Action-Level Monitoring

In the vik-advani-flyte-sdk-9b3ce04 codebase, monitoring execution at the action level provides granular visibility into how individual tasks within a run are performing. While a Run represents the overall execution, an Action (defined in src/flyte/remote/_action.py) is the specific unit of work—such as a task or a trace—that moves through various lifecycle phases.

The Action Lifecycle

Every execution unit is represented by the Action class. Actions are nested within runs and can be retrieved individually or listed for an entire run.

Retrieving Actions

You can retrieve a specific action using its name and the name of the run it belongs to, or list all actions associated with a run.

from flyte.remote import Action

# Retrieve a specific action
action = Action.get(run_name="my-flyte-run", name="task-node-1")

# List all actions for a run, optionally filtering by phase
actions = Action.listall(for_run_name="my-flyte-run", in_phase=("SUCCEEDED", "FAILED"))
for a in actions:
print(f"Action: {a.name}, Phase: {a.phase}")

Monitoring State Transitions

The SDK provides two primary ways to monitor an action's progress: wait() and watch().
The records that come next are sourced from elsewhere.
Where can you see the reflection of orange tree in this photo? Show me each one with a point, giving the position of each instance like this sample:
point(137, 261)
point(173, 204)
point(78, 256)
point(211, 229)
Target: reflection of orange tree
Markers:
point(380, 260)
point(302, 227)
  • wait(): A blocking call that displays a rich progress panel (using the rich library) showing status transitions, elapsed time, and attempt counts. It handles both interactive environments (with spinners) and non-interactive environments (plain status lines).
  • watch(): An asynchronous generator that yields ActionDetails objects as the action's state changes.
# Blocking wait with a progress UI
action.wait(wait_for="terminal")

# Asynchronous watching for updates
async for details in action.watch(wait_for="logs-ready"):
print(f"Current Phase: {details.phase}")

The state of an action is represented by the ActionPhase enum, which includes states like QUEUED, INITIALIZING, RUNNING, SUCCEEDED, and FAILED.
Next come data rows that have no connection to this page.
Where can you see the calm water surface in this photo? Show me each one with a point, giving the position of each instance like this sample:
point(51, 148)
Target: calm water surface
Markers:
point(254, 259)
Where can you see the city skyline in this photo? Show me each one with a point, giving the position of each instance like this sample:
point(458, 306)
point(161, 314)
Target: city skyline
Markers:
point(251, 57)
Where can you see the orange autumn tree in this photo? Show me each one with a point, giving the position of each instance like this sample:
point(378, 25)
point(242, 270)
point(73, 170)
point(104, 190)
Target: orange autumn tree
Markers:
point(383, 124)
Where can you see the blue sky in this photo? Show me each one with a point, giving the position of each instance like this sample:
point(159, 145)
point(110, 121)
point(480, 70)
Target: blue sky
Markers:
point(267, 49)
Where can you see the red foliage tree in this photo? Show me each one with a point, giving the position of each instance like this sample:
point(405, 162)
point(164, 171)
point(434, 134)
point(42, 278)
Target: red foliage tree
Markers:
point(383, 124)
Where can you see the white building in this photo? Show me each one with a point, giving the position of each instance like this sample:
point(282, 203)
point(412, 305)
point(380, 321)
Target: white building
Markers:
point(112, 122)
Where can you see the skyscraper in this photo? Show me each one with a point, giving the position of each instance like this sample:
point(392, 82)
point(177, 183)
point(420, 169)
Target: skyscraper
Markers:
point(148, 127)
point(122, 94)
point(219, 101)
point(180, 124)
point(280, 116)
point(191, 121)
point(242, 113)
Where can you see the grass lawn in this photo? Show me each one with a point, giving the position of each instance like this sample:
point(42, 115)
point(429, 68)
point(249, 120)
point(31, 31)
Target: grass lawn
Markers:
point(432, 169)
Granular Performance Analysis

For deep-dive monitoring, the ActionDetails class provides access to the internal metadata and timing of an execution. This is where you can analyze bottlenecks, such as long queue times or initialization overhead.

Phase Transitions

The SDK tracks every transition an action makes. The PhaseTransitionInfo class captures the start_time, end_time, and calculated duration for each phase within a specific attempt.
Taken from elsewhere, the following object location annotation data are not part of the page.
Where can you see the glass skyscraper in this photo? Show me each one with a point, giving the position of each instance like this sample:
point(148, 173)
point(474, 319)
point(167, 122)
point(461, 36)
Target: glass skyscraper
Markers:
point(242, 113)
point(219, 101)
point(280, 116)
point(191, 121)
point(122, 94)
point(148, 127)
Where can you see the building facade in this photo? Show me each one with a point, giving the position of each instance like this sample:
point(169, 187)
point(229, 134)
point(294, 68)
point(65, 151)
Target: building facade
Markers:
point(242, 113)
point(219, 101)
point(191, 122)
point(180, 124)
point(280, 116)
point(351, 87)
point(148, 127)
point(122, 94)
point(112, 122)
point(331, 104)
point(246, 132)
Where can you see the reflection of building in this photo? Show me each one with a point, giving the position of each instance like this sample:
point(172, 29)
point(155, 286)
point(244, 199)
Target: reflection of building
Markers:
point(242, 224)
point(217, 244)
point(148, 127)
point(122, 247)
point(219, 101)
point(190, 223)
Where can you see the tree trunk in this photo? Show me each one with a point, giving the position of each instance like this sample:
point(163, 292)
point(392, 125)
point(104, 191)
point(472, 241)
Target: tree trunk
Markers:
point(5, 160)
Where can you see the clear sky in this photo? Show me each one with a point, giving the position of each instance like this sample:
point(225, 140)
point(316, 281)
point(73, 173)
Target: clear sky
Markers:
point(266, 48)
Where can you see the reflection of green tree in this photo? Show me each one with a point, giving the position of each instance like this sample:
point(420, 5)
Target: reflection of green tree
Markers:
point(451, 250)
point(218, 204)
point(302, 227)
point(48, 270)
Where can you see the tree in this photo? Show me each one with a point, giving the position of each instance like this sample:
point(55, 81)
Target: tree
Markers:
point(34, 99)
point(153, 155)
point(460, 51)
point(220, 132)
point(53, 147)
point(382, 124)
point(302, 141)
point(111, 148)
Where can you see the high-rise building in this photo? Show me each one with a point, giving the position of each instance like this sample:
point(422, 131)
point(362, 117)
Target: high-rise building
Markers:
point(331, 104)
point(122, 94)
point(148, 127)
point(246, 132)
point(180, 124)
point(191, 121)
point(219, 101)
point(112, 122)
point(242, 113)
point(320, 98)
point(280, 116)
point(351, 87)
details = action.details()
transitions = details.get_phase_transitions(attempt=1)

for t in transitions:
print(f"Phase {t.phase} took {t.duration.total_seconds()} seconds")

Built-in Duration Metrics

ActionDetails provides convenience properties to quickly access time spent in critical phases for the latest attempt:

  • queued_time: Time spent waiting in the queue.
  • waiting_for_resources_time: Time spent waiting for hardware/cluster resources.
  • initializing_time: Time spent setting up the execution environment.
  • running_time: Actual execution time of the task logic.

Inspecting Inputs and Outputs

Actions manage their data through ActionInputs and ActionOutputs. These classes handle the conversion from remote protobuf formats to native Python types.

ActionInputs

ActionInputs behaves like a standard Python dictionary. It is fetched from the remote service when action.inputs() is called.

inputs = action.inputs()
print(inputs["my_input_param"])

ActionOutputs

ActionOutputs is a specialized tuple that also supports named access. Outputs are only available once the action has reached a terminal state (SUCCEEDED).

if action.done():
outputs = action.outputs()

# Access as a tuple
val1, val2 = outputs

# Access by name
print(outputs.named_outputs["o0"])

# Access as attributes (auto-generated names like o0, o1)
print(outputs.o0)

Troubleshooting and Logs

When an action fails, the ActionDetails object contains error_info (an ErrorInfo protobuf message) which includes the error kind and message.

To inspect execution logs, the Action class provides:

  • show_logs(): An interactive viewer for logs.
  • get_logs(): An iterator that yields log lines as strings.
# Stream logs for the latest attempt
for line in action.get_logs(show_ts=True):
print(line)

If an action is retried, you can specify the attempt number (1-indexed) in both log and transition methods to investigate previous failures.